I think it goes back to that last point. We live in the greatest country in the world, where we’re free [and] we have an Army that goes and does things that I can’t even imagine. Knowing that they do that, and knowing that – back to the Black history part – there were a lot of people who fought for the freedom of Black people. That, to me, goes hand in hand with what our Army and Armed Forces stand for. Freedom. I do believe it goes hand in hand.

7. You mentioned your father … he played college baseball at Bethune-Cookman, an HBCU just a couple hours down the road here in Florida. And he was a big part of getting you involved in the game of baseball as a kid. What can be done to help grow the game of baseball among Black youth and get that next generation involved?

It really boils down to people like myself and all black players, man. Just bringing it back to our community. In the Black community, often you see Black basketball and football being played, and people play baseball, but it’s not like you say, “Hey guys, let’s go play baseball.” It’s just not happening. I think that’s where it starts. Growing up, a lot of people just give the game up. People who are in positions of coaching or influencing kids have to come in and really push the game. “Hey, guys, baseball really is fun.” I think that’s the thing that people really don’t realize, just how fun the game actually is when you understand it and you’re actually playing it. It’s the greatest game in the world, and that’s what we need. Push the game more to those communities.

8. Well, you back those words up with action. I know you have a passion for helping elevate your community, and specifically your hometown of Fayetteville, North Carolina. What kind of work do you do in the offseason to help engage with the community?

I co-founded a non-profit called the Two Six Project with my best friend, Grant Bennett, and basically we call ourselves a vehicle for exposure. We like to expose kids from our hometown to what the world has to offer. Because Fayetteville’s a small place. It’s about 200,000 people and it’s just, basically, the Army base. It’s like a melting pot of people. But people really don’t know outside of that. They know Raleigh or they know Charlotte, they know the state, [but] they don’t really get to go out and see. Especially the people from inner city Fayetteville, they really never leave. There are people who have been there since their aunts, uncles, grandparents, great-grandparents, great-great-great grandparents have been living there. Just like anywhere else. But there have never been people who come back and do [this]. I think that’s what we do best, show the kids that there is other stuff you can do outside of joining the Army or trying to play sports. We give scholarships, we do an annual give-back with our brother Vic Blends - he’s a social media influencer – [and] our Christmas give-back is our biggest event. This past year we brought five kids and their families to a Hornets game with our brother, Dennis Smith, Jr. He’s an athlete; he plays with the Hornets. We brought them to a game, brought them to shootaround, got them in the suites … we just do fun stuff that shows kids what’s out there in the world. That’s what we needed, and we were lucky to have that with our parents taking the chance and really sacrificing to bring us out there and show us what the world had to offer. That’s all we want to do: Show kids that y’all can be like us or even better than us. You can go out there and really make real change.

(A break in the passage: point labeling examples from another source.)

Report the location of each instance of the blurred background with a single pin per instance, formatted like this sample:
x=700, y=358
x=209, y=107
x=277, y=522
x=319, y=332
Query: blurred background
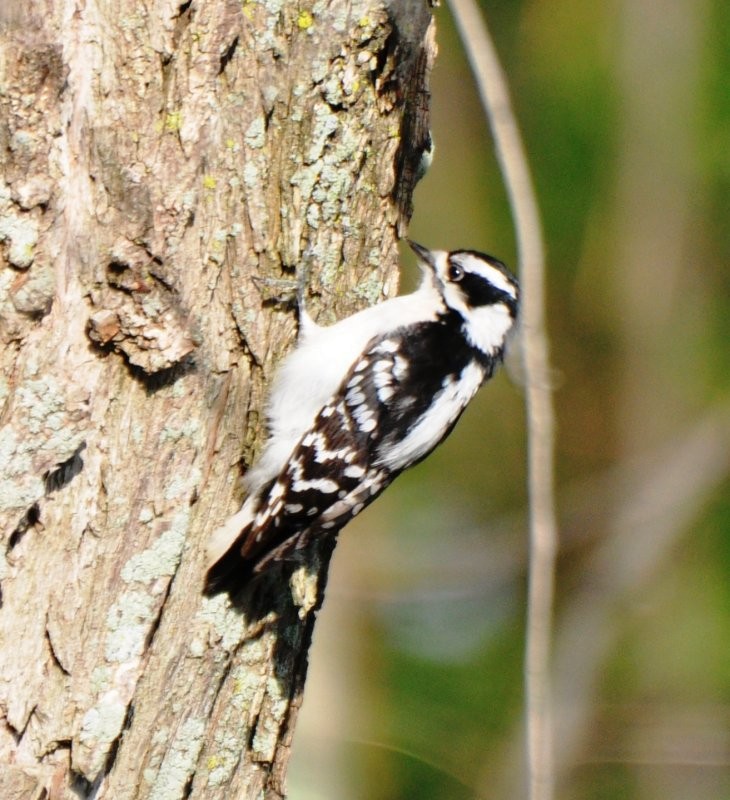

9. My final question looks towards the future, whether it’s here in Pensacola or beyond as you look to advance your professional baseball career. What are you looking forward to accomplishing in 2023?

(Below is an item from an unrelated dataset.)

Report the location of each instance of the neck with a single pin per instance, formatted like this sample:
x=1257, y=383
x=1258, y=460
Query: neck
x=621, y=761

I’m looking forward to just being myself, more than ever. I really found myself last year when it came to how to approach the game, and how to handle successes and failures, the highs and the lows. Being that we won the first half, our second half wasn’t great. It was like we got to a certain point, we climaxed, and then we started to trend down a little. I think we kind of let off the gas, honestly. We knew we were in the playoffs. But when the time came around, everyone was ready to play and I think that, for me, it just showed me that whole up-down, playing through September, winning the championship … it all just showed me how to be myself more than ever. Just to be who I am instead of trying to do more than I can do.